Di sisi lain, Rektor UMM Dr. Fauzan, M.Pd, menlai bahwa pendampingann ini dapat memperkuat pengembangan kurikulum. Utamanya yang berorientasi untuk mengantarkan mahasiswa mendapatkan pembelajaran yang sesuai passion. Fauzan juga menjelaskan bahwa UMM kini sedang merancang formula yang memiliki aksesibilitas dan cocok untuk abad ini.
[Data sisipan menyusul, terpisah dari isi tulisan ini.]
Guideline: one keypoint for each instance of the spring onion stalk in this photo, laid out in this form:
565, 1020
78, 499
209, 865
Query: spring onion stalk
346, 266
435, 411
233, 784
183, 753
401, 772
“Salah satu upaya kami yakni dengan membuat program Center for Future of Works (CFW) yang mana menjadi pusat pengembangan keterampilan masa depan. Implementasi program ini salah satunya adalah pendirian puluhan Center of Excellence (CoE) di UMM. sejauh ini, produk pendidikan di Indonesia masih memiliki relevansi yang rendah terhadap tuntutan dunia. Oleh sebab itu, UMM berinisiatif membentuk sekolah CoE ini agar lulusan dari Kampus Putih bisa memiliki skill yang sesuai dengan apa yang dibutuhkan oleh pasar,” tegas Fauzan. (zak/wil)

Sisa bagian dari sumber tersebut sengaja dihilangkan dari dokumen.